Now, over 150 years later, artist Mat Collishaw has recreated the historic event using the latest VR technoloy, allowing visitors to be transported back in time to experience a paramount moment in photography.

The exhibit, “Thresholds”, is now showing at Branford’s National Science and Media Museum, where museum-goers can embark on a VR journey to explore the grandeur of the hall where the 1839 event took place.

The exhibit itself takes place in a completely white room constructed to mirror the virtual environment, where visitors can walk around, pick up objects, and even feel the heat of a coal-burning fire, making for a fully immersive VR experience. To prevent the allotted six people participating in the eight minute viewing session from bumping into each other, other participants will appear as “ghostly avatars”.

Additionally, the event is set to the background noise of protestors, meant to replicate a Chartist riot in Birmingham in 1839, which can be seen through the window in the VR plane.
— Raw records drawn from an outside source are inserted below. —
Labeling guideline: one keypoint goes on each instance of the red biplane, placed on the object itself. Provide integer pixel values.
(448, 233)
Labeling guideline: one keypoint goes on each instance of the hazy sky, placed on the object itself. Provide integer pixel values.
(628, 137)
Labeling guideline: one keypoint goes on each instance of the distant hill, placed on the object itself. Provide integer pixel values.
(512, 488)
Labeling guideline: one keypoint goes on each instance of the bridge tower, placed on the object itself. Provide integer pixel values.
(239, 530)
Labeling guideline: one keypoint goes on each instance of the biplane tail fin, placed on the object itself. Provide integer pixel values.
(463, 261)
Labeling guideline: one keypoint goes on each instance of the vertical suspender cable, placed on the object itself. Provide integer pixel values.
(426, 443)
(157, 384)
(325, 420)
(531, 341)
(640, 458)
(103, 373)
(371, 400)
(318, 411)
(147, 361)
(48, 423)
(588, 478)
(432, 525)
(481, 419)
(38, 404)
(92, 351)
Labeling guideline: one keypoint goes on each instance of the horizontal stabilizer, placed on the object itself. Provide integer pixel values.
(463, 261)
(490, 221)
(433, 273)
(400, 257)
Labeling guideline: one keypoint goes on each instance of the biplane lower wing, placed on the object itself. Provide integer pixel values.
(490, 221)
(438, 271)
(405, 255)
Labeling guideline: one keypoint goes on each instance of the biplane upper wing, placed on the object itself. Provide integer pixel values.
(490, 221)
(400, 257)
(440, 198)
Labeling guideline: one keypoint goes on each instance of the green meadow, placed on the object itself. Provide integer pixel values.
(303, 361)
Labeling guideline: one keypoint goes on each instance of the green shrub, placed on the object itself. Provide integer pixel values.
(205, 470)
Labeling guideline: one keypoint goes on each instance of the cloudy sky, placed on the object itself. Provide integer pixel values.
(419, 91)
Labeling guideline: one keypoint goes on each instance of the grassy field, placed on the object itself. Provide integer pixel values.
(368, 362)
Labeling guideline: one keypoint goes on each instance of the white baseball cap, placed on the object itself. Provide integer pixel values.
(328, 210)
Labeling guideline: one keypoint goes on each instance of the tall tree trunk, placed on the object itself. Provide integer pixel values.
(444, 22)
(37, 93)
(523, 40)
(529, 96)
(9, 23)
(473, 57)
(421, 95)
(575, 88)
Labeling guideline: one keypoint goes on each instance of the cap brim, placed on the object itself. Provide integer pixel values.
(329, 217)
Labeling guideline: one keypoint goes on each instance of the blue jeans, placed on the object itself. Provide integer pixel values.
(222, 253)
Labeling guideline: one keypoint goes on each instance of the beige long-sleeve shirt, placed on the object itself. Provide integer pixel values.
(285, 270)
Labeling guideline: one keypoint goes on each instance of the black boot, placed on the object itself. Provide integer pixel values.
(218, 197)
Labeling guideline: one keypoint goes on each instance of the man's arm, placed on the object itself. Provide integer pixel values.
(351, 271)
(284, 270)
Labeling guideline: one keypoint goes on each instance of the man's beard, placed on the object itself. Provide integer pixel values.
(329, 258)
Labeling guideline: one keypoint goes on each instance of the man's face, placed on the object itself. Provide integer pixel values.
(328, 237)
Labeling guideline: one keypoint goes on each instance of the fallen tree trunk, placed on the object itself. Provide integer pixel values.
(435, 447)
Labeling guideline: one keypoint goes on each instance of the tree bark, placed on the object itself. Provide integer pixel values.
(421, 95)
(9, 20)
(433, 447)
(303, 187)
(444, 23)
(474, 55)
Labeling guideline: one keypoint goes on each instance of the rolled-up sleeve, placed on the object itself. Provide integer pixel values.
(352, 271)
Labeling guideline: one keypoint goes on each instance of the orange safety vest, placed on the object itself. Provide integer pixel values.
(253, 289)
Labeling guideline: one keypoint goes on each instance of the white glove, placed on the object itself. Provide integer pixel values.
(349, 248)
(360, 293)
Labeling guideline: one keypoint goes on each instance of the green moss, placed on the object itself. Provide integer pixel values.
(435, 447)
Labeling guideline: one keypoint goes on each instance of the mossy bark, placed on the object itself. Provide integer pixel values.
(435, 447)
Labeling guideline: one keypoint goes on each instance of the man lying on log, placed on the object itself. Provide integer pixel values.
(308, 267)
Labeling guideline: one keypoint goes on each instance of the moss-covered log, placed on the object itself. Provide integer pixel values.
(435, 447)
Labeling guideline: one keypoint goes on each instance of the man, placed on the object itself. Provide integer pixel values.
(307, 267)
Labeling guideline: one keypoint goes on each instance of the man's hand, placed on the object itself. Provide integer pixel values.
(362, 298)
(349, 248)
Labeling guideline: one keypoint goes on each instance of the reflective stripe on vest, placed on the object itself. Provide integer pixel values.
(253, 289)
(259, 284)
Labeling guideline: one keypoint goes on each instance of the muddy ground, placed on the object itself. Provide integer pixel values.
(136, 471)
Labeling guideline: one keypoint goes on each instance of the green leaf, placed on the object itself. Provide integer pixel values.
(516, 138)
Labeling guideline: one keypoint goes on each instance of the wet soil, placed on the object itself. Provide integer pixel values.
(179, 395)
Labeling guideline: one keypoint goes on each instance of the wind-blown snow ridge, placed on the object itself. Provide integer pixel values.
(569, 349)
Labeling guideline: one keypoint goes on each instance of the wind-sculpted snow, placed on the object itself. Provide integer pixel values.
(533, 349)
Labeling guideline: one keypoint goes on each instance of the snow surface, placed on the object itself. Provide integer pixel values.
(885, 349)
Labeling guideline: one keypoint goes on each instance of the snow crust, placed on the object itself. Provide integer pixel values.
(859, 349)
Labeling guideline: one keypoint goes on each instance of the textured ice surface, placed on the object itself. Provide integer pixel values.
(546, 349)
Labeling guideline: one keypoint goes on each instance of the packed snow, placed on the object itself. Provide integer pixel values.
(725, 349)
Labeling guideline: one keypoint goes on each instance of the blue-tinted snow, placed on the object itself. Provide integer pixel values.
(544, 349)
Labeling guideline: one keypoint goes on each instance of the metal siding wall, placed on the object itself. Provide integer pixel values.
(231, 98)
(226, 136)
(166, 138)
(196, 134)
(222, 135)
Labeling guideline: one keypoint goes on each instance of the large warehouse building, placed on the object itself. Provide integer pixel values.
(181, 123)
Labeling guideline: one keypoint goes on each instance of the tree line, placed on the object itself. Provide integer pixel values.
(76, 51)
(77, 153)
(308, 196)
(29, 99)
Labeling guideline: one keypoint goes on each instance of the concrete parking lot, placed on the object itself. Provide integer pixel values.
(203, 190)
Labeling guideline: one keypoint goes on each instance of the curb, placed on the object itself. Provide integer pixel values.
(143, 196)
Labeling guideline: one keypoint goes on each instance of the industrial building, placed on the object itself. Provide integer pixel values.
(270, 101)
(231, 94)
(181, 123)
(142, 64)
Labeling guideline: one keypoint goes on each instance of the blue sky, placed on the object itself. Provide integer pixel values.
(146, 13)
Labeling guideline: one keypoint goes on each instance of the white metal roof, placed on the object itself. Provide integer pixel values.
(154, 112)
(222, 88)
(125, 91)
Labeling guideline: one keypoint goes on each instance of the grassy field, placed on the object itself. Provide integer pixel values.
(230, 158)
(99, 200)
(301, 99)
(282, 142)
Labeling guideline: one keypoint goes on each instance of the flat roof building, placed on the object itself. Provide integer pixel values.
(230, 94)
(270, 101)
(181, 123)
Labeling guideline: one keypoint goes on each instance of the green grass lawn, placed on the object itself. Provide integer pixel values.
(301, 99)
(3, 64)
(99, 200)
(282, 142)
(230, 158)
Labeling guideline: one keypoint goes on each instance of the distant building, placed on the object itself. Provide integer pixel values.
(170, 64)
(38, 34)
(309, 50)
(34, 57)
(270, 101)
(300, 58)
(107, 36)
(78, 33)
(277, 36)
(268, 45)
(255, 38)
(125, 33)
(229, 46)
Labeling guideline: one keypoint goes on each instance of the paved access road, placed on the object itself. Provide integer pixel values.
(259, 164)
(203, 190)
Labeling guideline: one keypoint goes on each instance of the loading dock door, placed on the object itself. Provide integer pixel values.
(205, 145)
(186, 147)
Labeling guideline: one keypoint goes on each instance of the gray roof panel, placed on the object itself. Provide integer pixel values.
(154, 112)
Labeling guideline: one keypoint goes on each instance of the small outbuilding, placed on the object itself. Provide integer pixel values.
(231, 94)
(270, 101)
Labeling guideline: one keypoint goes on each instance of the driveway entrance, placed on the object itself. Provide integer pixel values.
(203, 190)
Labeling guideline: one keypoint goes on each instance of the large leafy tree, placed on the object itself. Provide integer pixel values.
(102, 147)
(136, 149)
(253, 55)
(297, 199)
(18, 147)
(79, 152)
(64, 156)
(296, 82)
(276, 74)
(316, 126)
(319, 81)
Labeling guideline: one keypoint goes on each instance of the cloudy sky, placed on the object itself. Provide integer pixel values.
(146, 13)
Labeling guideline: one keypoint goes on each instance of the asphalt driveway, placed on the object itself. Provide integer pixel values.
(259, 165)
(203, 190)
Collishaw’s exhibit is meant to be an all-encompassing sensory experience that brings together photography’s rich history and the modern technological advancements that allow this history to be explored in exciting, innovative ways. Collishaw says: “VR still feels like an unknown and that makes it really compelling. I think it’s going to have a similar impact on art as photography did, which is why I’ve chosen this specific moment to explore through VR. That show changed how we viewed images for ever and I think VR will bring about the same kind of shift.”

VR has recently been embraced by a number of museums around the world, changing the way we are able to view art. An article written for The Guardian suggests that “VR could also be a way for people to tour museums and galleries without leaving their houses. For those with VR headsets, it is possible to tour the Courtauld Institute and the Dulwich Picture Gallery in London, and the Guggenheim in New York.”

However, major art platforms aren’t too worried that these VR experiences will have a significant impact on the number of in-person visitors to their establishments. Digital curator of the Serpentine Gallery in London, Ben Vickers, who is a big fan of VR, says, “You will never be able to replace the experience of seeing an artwork in the flesh – it’s about creating something completely unique. And we believe that artists can play a critical role in the development of technology.”

“Thresholds” is currently open for viewing at Branford’s National Science and Media Museum in England from March 2nd-May 7th, but don’t worry if you can’t make it—it looks like VR in the art world is here to stay.